Reputation: 101
I have data in this format. I want to merge multiple rows into one-row grouping by ID column. each row will have only one non null value and one non null value for each column when grouped by ID.
[ID], [foo], [foo1], [foo2], [foo3], [foo4], [foo5]
1, data1, null, null, null, null, null
1, null, data2, null, null, null, null
1, null, null, data3, null, null, null
1, null, null, null, data4, null, null
1, null, null, null, null, data5, null
1, null, null, null, null, null, data6
2, data1, null, null, null, null, null
2, null, data2, null, null, null, null
2, null, null, data3, null, null, null
2, null, null, null, data4, null, null
2, null, null, null, null, data5, null
2, null, null, null, null, null, data6
Desired Output:
[ID], [foo], [foo1], [foo2], [foo3], [foo4], [foo5]
1, data1, data2, data3, data4, data5, data6
2, data1, data2, data3, data4, data5, data6
Upvotes: 2
Views: 1832
Reputation: 311163
The aggregate functions max
and min
(as well as most others) will just ignore null
s.
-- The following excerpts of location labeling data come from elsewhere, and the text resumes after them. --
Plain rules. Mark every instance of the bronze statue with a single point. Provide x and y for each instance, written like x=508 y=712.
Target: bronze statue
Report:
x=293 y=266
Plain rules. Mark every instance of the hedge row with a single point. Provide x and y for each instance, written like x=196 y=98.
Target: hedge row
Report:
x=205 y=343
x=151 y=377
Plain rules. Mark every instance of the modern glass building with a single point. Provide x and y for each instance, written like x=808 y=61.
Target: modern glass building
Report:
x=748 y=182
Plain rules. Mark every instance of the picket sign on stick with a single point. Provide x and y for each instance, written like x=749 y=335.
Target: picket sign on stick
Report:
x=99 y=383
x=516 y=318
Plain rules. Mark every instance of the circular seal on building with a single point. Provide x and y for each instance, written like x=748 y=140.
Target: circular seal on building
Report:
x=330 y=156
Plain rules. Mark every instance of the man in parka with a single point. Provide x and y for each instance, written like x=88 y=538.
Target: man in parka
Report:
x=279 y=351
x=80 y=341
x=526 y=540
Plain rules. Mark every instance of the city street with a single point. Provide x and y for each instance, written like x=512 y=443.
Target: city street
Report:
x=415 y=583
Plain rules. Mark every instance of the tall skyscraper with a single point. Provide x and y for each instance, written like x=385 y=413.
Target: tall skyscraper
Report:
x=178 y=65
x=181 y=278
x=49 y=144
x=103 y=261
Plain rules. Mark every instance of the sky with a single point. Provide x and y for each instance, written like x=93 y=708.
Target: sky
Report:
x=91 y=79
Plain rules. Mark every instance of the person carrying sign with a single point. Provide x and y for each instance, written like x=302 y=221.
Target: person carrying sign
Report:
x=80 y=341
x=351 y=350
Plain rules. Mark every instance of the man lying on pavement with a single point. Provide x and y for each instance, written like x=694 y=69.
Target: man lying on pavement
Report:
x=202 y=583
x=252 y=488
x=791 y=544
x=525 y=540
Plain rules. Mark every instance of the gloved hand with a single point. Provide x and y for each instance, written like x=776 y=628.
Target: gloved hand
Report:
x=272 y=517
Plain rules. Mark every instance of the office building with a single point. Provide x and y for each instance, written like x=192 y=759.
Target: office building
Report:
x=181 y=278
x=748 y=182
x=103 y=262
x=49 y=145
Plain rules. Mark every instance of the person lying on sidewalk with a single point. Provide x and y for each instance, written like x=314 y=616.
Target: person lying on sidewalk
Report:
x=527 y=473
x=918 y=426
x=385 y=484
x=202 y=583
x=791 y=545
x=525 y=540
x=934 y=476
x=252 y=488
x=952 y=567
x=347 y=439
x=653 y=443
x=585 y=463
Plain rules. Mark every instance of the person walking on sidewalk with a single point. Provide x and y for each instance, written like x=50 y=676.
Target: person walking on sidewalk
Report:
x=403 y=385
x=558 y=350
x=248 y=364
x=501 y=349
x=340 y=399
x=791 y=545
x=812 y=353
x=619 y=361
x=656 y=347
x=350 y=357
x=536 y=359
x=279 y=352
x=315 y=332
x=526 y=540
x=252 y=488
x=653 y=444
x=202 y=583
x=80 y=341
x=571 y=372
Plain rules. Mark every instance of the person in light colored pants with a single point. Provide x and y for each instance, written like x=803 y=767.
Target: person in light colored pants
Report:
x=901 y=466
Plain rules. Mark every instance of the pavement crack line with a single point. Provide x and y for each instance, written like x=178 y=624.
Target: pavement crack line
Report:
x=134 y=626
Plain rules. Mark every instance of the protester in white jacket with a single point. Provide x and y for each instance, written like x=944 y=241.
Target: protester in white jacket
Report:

You could group by the ID and query the max of the other columns, which would return the single non-null
value this column has:
SELECT id, MAX(foo), MAX(foo1), MAX(foo2), MAX(foo3), MAX(foo4), MAX(foo5)
FROM mytable
GROUP BY id
Upvotes: 3
Reputation: 1269603
In your case, you can use max()
:
select id, max(foo) as foo, max(foo1) as foo1, . . .
from t
group by id;
I should note that your original data structure is often produced by a query that is a bit awry. Sometimes it is easier to fix the code that generates that result.